I’ve actually lost count.
So I could work in another series, I guess. Or maybe write a different story altogether. Or perhaps just try Algis Budrys’s method of starting a story by coming up with a character and following him around for a while. See what s/he does, where s/he goes, who s/he meets, that sort of thing.
But for now, I’m looking for ways to make the writing fun again, and to move forward. But mostly to make it fun again.
I hope all of you in the US had a wonderful Thanksgiving holiday. We sure did. I’ll see you next time, and hopefully I’ll have something to report!
-jdt-
Maybe, instead of trying to figure out where GH should start, would thinking about when JD decided to start his business help? You know, hopping around his personal timeline in your mind, seeing where your creative mind “bites.”
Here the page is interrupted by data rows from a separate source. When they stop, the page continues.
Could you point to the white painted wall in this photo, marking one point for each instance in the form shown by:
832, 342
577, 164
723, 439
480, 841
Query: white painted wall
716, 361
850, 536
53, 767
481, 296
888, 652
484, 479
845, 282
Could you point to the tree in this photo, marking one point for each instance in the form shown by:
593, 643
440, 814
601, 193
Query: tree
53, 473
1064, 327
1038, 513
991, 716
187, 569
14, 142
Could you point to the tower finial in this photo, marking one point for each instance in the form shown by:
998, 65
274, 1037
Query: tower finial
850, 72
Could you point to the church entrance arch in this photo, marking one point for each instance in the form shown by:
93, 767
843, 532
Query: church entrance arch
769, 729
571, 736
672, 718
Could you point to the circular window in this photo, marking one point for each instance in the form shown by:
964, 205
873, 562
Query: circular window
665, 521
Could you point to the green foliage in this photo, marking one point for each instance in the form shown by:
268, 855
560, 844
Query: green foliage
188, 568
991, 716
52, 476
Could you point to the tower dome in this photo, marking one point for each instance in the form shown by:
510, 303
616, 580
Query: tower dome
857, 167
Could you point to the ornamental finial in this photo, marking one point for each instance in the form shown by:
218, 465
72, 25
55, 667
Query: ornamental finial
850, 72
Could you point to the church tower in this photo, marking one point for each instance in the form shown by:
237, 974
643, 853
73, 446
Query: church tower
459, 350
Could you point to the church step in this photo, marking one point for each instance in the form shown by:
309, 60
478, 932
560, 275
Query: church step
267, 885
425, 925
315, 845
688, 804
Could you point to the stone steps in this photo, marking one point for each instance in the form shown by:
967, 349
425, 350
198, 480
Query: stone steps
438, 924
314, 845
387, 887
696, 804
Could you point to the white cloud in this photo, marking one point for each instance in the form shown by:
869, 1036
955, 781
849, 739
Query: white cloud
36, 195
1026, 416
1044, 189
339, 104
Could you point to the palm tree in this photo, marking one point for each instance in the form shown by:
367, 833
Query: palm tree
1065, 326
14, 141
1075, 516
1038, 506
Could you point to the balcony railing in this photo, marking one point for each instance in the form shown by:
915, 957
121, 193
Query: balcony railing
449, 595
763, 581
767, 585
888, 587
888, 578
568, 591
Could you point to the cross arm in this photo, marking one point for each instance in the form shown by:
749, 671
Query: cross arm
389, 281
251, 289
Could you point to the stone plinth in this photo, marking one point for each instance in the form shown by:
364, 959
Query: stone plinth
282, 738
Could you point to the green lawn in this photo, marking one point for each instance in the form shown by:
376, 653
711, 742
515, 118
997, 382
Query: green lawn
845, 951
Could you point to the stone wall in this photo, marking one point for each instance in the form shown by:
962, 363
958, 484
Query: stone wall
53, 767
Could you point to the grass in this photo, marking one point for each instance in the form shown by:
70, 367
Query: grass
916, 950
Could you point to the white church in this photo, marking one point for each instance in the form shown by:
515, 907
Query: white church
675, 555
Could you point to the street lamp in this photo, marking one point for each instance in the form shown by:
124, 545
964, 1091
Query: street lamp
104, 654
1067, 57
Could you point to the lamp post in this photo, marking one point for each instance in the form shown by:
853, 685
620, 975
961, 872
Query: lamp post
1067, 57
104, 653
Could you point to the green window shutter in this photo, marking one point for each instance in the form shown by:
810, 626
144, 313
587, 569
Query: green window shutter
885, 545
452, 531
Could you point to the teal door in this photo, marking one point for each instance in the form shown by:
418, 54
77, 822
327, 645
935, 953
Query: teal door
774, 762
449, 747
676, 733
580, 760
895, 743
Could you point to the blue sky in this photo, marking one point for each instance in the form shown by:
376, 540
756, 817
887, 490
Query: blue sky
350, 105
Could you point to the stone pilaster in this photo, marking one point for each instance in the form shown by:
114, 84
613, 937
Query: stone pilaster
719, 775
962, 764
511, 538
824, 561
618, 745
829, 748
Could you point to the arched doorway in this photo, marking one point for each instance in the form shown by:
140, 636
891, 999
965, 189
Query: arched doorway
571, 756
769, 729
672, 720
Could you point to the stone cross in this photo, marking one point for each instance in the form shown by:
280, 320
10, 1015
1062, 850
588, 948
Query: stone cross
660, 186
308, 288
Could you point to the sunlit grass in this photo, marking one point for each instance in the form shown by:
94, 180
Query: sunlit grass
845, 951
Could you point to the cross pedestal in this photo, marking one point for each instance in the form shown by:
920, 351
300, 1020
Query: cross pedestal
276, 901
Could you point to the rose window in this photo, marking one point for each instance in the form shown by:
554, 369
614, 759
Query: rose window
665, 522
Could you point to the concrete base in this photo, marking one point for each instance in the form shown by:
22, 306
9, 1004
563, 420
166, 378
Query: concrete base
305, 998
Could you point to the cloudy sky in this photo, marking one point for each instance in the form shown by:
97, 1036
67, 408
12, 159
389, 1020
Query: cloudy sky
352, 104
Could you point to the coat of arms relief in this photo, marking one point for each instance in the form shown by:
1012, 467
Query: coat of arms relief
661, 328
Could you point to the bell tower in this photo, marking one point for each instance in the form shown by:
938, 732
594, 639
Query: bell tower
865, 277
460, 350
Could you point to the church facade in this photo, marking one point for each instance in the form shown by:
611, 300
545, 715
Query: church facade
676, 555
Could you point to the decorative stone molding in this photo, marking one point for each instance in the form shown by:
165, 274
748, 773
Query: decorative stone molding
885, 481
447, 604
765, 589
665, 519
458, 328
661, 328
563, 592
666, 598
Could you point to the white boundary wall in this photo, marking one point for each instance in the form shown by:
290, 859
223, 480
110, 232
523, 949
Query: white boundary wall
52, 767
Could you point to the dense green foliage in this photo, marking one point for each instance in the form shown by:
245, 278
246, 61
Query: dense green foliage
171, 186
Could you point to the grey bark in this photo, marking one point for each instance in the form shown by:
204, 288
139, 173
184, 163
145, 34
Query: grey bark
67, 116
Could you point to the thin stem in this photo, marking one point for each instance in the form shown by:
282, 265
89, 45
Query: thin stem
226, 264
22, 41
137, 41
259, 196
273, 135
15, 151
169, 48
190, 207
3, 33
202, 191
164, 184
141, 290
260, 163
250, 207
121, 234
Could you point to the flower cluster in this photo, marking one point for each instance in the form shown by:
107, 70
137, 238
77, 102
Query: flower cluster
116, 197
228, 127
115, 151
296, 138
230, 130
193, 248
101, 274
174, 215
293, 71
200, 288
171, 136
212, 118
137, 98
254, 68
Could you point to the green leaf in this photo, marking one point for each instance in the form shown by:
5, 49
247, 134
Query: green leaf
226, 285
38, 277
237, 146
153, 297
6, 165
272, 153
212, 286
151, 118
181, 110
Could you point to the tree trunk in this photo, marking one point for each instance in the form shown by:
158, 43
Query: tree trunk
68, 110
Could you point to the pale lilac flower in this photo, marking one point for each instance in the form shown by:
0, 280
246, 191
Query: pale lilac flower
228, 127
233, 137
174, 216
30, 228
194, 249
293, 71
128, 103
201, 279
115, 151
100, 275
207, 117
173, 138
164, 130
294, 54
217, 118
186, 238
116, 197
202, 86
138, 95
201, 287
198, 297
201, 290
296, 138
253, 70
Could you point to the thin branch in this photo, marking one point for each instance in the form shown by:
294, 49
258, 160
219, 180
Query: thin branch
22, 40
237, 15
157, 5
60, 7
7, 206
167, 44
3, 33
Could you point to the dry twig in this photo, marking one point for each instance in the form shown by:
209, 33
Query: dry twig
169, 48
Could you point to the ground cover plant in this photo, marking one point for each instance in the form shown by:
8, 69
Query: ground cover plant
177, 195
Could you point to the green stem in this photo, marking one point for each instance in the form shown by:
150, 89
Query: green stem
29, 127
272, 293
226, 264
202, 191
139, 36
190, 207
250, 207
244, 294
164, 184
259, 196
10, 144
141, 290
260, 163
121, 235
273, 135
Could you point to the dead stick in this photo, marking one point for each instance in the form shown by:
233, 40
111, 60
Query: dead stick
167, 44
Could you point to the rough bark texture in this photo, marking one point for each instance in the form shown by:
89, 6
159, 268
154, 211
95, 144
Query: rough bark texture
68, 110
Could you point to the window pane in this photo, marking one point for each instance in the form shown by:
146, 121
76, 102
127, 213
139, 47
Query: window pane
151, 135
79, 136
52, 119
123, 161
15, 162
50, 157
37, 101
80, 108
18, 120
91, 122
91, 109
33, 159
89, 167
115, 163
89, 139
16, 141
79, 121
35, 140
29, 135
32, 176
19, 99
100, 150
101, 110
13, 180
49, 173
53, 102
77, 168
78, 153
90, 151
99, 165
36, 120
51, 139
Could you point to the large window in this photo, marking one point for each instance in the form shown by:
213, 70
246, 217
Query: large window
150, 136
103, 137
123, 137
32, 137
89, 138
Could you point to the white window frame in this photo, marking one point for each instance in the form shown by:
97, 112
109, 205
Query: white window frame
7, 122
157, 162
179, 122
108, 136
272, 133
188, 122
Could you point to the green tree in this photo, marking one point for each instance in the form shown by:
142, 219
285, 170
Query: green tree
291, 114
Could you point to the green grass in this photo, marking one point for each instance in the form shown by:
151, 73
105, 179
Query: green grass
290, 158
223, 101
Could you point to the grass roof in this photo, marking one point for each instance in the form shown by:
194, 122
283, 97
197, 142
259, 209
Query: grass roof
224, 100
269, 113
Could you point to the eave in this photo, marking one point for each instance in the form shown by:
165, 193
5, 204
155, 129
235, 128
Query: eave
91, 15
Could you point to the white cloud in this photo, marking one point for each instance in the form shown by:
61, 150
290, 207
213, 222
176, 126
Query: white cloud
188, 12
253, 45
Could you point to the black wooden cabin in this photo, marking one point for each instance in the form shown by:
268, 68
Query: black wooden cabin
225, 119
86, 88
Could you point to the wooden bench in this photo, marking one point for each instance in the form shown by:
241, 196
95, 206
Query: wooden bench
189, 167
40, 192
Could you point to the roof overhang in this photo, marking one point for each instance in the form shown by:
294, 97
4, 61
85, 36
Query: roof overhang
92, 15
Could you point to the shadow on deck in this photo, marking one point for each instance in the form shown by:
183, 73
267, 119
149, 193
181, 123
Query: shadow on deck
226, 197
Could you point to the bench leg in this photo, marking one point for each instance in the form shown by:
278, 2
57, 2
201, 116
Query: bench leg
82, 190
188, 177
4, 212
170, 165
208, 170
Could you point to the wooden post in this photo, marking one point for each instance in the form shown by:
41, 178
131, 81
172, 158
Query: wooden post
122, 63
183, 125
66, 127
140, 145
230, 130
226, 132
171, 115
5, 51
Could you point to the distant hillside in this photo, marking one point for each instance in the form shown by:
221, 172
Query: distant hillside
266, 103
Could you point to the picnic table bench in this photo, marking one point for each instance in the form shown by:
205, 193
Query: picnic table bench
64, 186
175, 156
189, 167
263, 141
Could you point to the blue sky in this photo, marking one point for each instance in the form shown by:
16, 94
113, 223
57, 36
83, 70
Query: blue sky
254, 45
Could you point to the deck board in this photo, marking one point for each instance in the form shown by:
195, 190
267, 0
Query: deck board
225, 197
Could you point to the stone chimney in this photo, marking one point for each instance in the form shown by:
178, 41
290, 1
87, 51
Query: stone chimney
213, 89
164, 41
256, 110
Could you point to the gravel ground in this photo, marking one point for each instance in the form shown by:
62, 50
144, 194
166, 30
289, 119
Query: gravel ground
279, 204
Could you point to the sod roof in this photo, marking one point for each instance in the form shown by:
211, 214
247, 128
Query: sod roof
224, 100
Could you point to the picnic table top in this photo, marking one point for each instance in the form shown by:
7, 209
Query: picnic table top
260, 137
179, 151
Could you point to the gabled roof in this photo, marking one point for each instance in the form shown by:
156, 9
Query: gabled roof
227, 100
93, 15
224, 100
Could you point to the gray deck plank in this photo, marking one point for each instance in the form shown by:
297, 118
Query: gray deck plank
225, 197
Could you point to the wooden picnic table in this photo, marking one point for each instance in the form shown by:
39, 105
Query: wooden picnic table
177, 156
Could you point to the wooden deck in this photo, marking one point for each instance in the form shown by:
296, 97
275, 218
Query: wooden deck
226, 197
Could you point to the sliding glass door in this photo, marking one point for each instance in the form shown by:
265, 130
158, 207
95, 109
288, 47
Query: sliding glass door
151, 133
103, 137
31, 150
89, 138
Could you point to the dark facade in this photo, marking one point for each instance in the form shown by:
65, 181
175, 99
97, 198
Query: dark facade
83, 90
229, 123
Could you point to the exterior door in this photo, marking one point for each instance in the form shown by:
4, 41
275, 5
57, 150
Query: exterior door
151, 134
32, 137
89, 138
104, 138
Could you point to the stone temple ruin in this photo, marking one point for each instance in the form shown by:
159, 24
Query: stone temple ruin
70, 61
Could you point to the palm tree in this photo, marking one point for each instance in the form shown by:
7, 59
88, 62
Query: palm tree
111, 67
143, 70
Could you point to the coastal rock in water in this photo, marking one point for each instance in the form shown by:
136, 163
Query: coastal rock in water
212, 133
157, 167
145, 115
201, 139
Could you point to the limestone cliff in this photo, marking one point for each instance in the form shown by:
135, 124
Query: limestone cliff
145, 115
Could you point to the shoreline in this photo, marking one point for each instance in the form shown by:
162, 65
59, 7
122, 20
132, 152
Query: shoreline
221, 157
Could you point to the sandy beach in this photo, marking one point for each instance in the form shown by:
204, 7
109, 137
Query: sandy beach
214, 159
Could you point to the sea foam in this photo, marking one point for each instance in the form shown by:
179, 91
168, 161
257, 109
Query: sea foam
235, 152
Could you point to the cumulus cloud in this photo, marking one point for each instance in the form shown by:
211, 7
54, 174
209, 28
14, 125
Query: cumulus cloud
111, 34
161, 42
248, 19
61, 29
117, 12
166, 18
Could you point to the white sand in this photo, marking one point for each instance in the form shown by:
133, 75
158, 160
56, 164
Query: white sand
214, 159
I should just follow him around in my head for a while, and see what happens maybe. Good suggestion here, love. 🙂 Thank you for keeping with me. I know, I’m more fickle than a teenage girl at a prom dress shop.
I know you’re really resistant to going with my suggestion, so clearly you have good reasons for that. I just wish I could come up with the “jumpstart.” LTY!
I don’t mean to be hard-headed, but I really think there will be reader push-back on that. If I release book two as book one with so many threads untied, I think the general readership is going to HATE me and 1.) give bad reviews, and 2.) stop others from buying my stuff because of the betrayal. That’s why I think it’s important to have a book one introducing those things ahead of this last book. It’s not that your suggestion isn’t good, it’s that most people don’t want to wait for a “prequel” (ref. George Lucas). But I am open to being wrong. And LTY2.
Or these days, make sure you save stuff in your favorite cloud storage service. Afraid of security issues (somebody might somehow steal it)? Writemonkey has an encryption plugin now…
I do back up to the cloud. I like OneDrive, and I have tons of free storage. As long as I don’t try putting my photos up there, I’m good to go.
For me, if I’ve thought about a story too long, it just gets hard to actually start typing it. I have to wave goodbye and start typing something else. But then there’s some power in letting go. It frees up my mind to come up with new stories that I also will think about/take notes on and never actually start writing.
Y’know, I tried this. I tried moving on to something else, but my brain simply won’t write anything right now. I can’t figure it out. It’s the darnedest thing. No amount of trying to launch something else works. I feel so stuck, and can’t figure out what I have to do to shake loose. Letting go – and believe me, I did let go of GH, years ago – didn’t seem to help. Neither did typing something else. I simply have no idea why I’m so writing-constipated right now. I just…don’t.